When do you use airline miles versus cash? How do you know if it is a good redemption or a devalued route? There's a simple formula for when to use your airline miles and when to pay cash.
Divide the monetary value of your flight by the number of miles required to redeem. This gives you the CPM (cost per mile). To check the latest monetary value of your points, use The Point's Guy's Monthly Valuations.
Formula: Ticket Price / # of Miles to Redeem = Cost Per Mile (CPM)
You want that CPM (Cost Per Mile) to be greater than or equal to the average value, such as:
American: 1.4¢; United 1.4¢ Delta: 1.2¢, JetBlue 1.3¢, Southwest 1.5¢
If that's less than the average value/mile, it is a bad redemption (bad cost-per-mile). If it's greater than the average value/mile, use your miles.
For example, American Airlines miles are currently valued at 1.4 cents per mile. Let's imagine a RT fare to Europe for 80,000 miles or a cash fare for $800. $800/80,000= 0.010 (1.0¢ cost per mile) In this case, this is lower than the 1.4¢ average, so it would be wise to save the miles and buy the ticket using cash or a points card that acts like cash.

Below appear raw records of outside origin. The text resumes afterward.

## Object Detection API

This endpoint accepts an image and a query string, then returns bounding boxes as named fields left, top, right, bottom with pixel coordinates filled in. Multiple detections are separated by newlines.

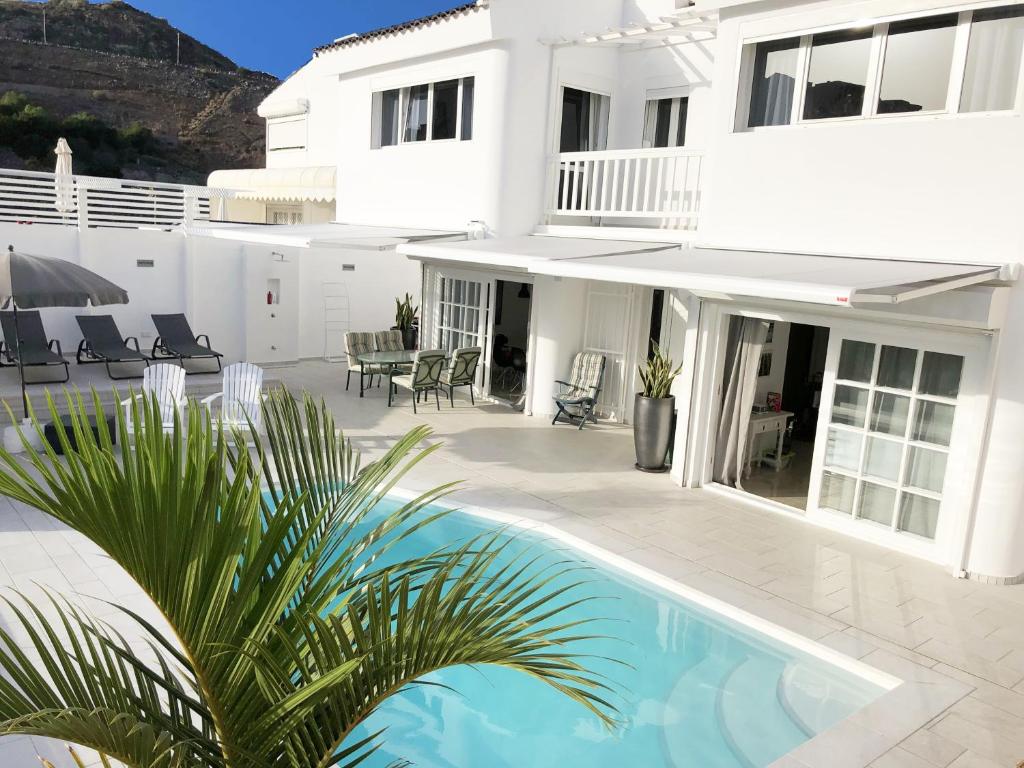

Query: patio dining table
left=358, top=349, right=416, bottom=397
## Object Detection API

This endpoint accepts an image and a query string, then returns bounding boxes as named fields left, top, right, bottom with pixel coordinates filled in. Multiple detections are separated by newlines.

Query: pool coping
left=388, top=487, right=974, bottom=768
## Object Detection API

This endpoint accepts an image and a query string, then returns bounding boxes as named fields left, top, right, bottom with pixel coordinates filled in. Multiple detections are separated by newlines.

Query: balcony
left=0, top=168, right=234, bottom=230
left=545, top=147, right=703, bottom=230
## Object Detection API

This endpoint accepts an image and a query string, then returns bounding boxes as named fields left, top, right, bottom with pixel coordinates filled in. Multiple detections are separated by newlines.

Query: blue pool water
left=335, top=499, right=884, bottom=768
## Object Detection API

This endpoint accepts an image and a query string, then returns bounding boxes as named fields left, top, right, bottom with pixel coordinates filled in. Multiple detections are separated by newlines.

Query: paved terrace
left=0, top=362, right=1024, bottom=768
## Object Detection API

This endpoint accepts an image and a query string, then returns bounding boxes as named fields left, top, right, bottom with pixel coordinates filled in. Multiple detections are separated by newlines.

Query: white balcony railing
left=546, top=147, right=702, bottom=229
left=0, top=168, right=233, bottom=229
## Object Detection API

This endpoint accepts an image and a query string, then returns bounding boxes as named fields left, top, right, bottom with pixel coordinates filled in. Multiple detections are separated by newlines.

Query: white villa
left=182, top=0, right=1024, bottom=583
left=0, top=0, right=1024, bottom=768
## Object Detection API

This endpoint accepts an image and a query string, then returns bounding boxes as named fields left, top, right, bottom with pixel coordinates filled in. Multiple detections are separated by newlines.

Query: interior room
left=714, top=316, right=828, bottom=510
left=490, top=280, right=532, bottom=404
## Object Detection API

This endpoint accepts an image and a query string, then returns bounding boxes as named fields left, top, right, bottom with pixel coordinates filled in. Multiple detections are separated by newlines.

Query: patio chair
left=440, top=347, right=483, bottom=408
left=0, top=309, right=71, bottom=384
left=152, top=314, right=223, bottom=373
left=202, top=362, right=266, bottom=434
left=374, top=330, right=413, bottom=374
left=75, top=314, right=150, bottom=380
left=387, top=349, right=444, bottom=414
left=551, top=352, right=604, bottom=429
left=345, top=331, right=384, bottom=396
left=121, top=362, right=185, bottom=436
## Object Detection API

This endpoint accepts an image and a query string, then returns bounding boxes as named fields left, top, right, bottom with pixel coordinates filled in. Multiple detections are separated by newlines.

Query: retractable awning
left=189, top=221, right=466, bottom=251
left=207, top=166, right=337, bottom=203
left=398, top=236, right=1016, bottom=306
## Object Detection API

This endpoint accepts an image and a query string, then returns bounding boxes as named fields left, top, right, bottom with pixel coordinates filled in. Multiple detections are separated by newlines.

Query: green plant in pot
left=391, top=293, right=420, bottom=349
left=633, top=344, right=682, bottom=472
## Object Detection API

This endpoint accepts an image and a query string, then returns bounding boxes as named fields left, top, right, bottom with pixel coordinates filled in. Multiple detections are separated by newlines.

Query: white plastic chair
left=203, top=362, right=266, bottom=438
left=121, top=362, right=185, bottom=435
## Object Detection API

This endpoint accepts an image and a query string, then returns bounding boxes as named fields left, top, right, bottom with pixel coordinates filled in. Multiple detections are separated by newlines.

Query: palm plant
left=394, top=293, right=420, bottom=331
left=637, top=344, right=683, bottom=398
left=0, top=392, right=614, bottom=768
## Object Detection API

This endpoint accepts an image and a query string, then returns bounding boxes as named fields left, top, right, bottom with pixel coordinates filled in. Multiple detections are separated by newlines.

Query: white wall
left=699, top=0, right=1024, bottom=261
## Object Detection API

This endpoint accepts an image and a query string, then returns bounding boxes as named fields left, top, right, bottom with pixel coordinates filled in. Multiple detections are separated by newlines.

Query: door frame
left=683, top=300, right=992, bottom=564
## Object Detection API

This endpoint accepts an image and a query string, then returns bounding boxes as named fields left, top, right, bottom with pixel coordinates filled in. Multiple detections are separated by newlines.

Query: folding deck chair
left=551, top=352, right=604, bottom=429
left=0, top=309, right=71, bottom=384
left=75, top=314, right=150, bottom=380
left=152, top=314, right=224, bottom=373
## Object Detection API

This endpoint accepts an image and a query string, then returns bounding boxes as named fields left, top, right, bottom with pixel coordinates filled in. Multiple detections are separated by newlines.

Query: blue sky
left=33, top=0, right=461, bottom=77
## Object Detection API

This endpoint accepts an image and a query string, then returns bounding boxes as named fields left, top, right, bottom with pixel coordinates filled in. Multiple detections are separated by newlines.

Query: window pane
left=912, top=400, right=954, bottom=445
left=430, top=80, right=459, bottom=139
left=899, top=493, right=939, bottom=539
left=825, top=429, right=863, bottom=472
left=378, top=88, right=398, bottom=146
left=676, top=96, right=690, bottom=146
left=746, top=38, right=800, bottom=128
left=461, top=78, right=476, bottom=141
left=857, top=482, right=896, bottom=525
left=879, top=13, right=956, bottom=114
left=819, top=472, right=857, bottom=514
left=864, top=437, right=903, bottom=482
left=831, top=384, right=867, bottom=427
left=871, top=392, right=910, bottom=437
left=403, top=85, right=430, bottom=141
left=918, top=352, right=964, bottom=397
left=804, top=29, right=871, bottom=120
left=904, top=446, right=946, bottom=494
left=837, top=339, right=874, bottom=382
left=878, top=346, right=918, bottom=390
left=961, top=5, right=1024, bottom=112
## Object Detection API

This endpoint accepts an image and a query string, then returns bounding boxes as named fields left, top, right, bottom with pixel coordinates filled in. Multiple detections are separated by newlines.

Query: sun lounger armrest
left=200, top=392, right=224, bottom=408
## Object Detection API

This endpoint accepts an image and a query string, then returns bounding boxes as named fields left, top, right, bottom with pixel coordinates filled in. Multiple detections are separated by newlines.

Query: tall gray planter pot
left=633, top=392, right=676, bottom=472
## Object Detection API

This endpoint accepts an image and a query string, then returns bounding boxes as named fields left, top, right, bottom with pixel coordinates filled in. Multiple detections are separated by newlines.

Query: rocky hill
left=0, top=0, right=279, bottom=182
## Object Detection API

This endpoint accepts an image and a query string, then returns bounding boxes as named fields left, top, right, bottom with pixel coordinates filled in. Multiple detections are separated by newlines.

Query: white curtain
left=712, top=316, right=768, bottom=488
left=961, top=16, right=1024, bottom=112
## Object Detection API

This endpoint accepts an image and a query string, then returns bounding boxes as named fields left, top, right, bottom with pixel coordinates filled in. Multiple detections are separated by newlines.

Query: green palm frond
left=0, top=391, right=614, bottom=768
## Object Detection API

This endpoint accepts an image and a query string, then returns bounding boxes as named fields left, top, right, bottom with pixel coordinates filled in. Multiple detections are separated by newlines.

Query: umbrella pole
left=11, top=301, right=29, bottom=419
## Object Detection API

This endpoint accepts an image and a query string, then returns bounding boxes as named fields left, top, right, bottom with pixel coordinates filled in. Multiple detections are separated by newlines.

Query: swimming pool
left=337, top=501, right=894, bottom=768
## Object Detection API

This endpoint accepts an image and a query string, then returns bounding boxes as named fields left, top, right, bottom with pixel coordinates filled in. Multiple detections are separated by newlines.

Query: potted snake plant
left=633, top=344, right=682, bottom=472
left=391, top=293, right=420, bottom=349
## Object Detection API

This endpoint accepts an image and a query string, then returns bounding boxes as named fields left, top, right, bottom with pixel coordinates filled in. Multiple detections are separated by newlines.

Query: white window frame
left=732, top=0, right=1024, bottom=133
left=370, top=74, right=477, bottom=150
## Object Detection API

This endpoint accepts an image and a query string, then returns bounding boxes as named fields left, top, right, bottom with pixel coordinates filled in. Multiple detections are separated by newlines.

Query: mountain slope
left=0, top=0, right=279, bottom=183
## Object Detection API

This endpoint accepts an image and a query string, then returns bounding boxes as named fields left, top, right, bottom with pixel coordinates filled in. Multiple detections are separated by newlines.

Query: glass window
left=430, top=80, right=459, bottom=139
left=871, top=392, right=910, bottom=437
left=744, top=37, right=800, bottom=128
left=402, top=85, right=430, bottom=141
left=961, top=5, right=1024, bottom=112
left=879, top=346, right=918, bottom=389
left=918, top=352, right=964, bottom=397
left=820, top=472, right=857, bottom=514
left=879, top=13, right=956, bottom=114
left=899, top=492, right=939, bottom=539
left=864, top=437, right=903, bottom=482
left=378, top=88, right=399, bottom=146
left=825, top=427, right=861, bottom=472
left=912, top=400, right=954, bottom=445
left=460, top=78, right=476, bottom=141
left=904, top=445, right=946, bottom=494
left=837, top=339, right=874, bottom=382
left=857, top=482, right=896, bottom=525
left=804, top=29, right=871, bottom=120
left=831, top=384, right=868, bottom=427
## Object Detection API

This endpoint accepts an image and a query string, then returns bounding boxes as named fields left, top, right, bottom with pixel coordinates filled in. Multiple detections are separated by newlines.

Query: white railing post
left=544, top=147, right=701, bottom=229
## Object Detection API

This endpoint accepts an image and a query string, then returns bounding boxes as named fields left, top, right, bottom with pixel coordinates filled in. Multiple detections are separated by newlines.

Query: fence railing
left=546, top=147, right=702, bottom=229
left=0, top=168, right=234, bottom=229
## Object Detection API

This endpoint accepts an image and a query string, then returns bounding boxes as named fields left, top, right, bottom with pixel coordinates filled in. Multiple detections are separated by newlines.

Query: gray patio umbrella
left=0, top=246, right=128, bottom=418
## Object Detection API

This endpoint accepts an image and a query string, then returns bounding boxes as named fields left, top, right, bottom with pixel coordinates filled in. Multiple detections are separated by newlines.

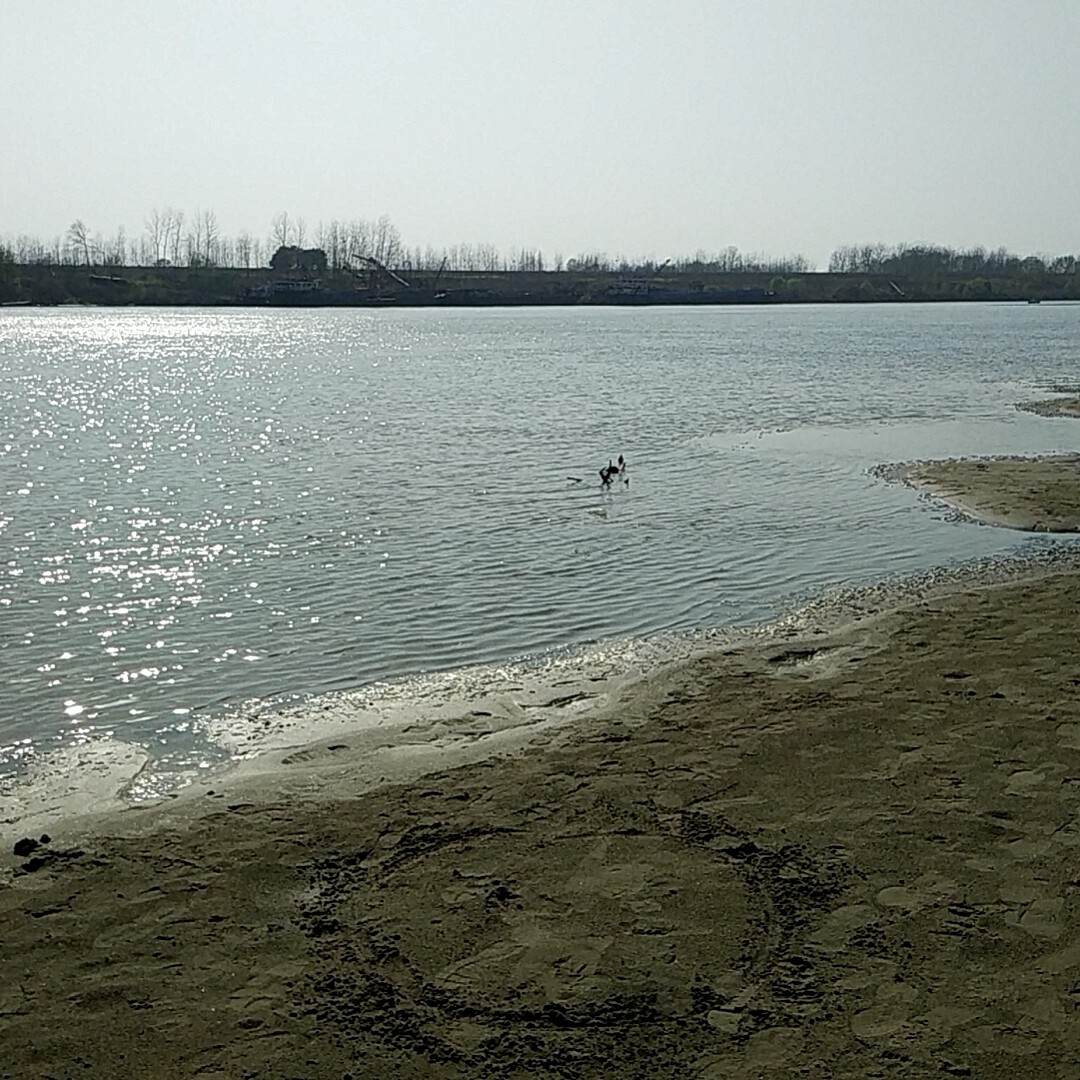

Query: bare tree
left=146, top=210, right=173, bottom=264
left=270, top=211, right=292, bottom=251
left=234, top=232, right=252, bottom=270
left=197, top=210, right=221, bottom=267
left=68, top=217, right=93, bottom=267
left=170, top=210, right=184, bottom=266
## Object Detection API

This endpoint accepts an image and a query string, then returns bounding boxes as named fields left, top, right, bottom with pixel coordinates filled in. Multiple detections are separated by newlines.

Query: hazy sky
left=0, top=0, right=1080, bottom=266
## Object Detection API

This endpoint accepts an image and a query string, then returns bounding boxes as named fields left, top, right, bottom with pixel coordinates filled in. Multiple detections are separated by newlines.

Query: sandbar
left=6, top=479, right=1080, bottom=1080
left=881, top=454, right=1080, bottom=532
left=1016, top=396, right=1080, bottom=418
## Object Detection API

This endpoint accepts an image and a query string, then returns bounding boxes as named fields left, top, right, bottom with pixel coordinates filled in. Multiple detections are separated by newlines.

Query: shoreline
left=6, top=459, right=1080, bottom=1080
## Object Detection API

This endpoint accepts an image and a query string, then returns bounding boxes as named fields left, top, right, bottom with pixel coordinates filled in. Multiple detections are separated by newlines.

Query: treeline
left=828, top=244, right=1077, bottom=281
left=0, top=206, right=814, bottom=274
left=0, top=207, right=1077, bottom=283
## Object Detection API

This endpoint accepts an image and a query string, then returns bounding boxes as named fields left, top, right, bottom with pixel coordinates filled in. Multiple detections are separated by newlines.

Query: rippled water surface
left=0, top=305, right=1080, bottom=766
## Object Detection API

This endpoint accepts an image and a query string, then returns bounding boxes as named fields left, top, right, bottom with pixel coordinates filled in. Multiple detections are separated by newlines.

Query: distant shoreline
left=0, top=264, right=1080, bottom=308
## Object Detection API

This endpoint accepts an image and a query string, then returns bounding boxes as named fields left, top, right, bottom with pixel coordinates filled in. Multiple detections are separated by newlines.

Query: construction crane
left=346, top=252, right=409, bottom=292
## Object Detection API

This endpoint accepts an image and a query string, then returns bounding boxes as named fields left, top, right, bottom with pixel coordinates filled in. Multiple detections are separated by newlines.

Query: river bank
left=0, top=447, right=1080, bottom=1078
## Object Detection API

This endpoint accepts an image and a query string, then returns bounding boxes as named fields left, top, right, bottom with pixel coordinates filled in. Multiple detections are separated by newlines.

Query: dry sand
left=6, top=462, right=1080, bottom=1080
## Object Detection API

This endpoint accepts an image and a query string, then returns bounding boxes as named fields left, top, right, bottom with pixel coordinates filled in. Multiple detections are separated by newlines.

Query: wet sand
left=1016, top=387, right=1080, bottom=418
left=881, top=454, right=1080, bottom=532
left=6, top=460, right=1080, bottom=1080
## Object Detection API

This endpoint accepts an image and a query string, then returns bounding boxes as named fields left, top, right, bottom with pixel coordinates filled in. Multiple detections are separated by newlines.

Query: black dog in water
left=600, top=454, right=630, bottom=487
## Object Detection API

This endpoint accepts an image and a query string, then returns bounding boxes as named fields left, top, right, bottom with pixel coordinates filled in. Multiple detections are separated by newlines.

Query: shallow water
left=0, top=305, right=1080, bottom=790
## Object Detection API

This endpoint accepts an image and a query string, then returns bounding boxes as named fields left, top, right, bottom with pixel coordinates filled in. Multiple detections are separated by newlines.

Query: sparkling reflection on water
left=0, top=305, right=1080, bottom=765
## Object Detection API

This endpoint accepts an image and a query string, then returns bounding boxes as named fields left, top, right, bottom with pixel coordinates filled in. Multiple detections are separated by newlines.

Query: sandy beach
left=6, top=458, right=1080, bottom=1080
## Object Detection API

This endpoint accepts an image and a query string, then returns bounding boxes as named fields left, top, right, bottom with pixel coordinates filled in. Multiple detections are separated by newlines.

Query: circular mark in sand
left=338, top=834, right=747, bottom=1016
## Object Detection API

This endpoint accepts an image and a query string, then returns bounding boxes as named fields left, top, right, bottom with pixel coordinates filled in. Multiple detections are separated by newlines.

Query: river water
left=0, top=305, right=1080, bottom=794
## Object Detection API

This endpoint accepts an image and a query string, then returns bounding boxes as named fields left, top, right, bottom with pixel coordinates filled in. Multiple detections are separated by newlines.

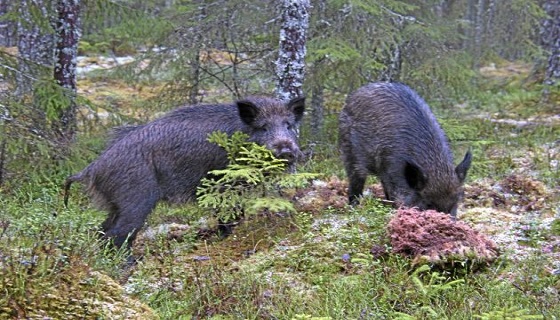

Now let's imagine a RT fare to New Zealand for 80,000 miles or a cash fare of $1,500. $1,500/80,000 = 0.018 (1.8¢ cost per mile) In this case, the 1.8¢ CPM is better than the 1.4¢ CPM average so book with miles!
No Need for This Equation with Bank Cards
When you use flexible points programs like the Chase Sapphire, American Express, Capital One Venture, or Barclay cards, the points required are always in-line with the market value of the fare. So, this calculation is only required for airline mile programs.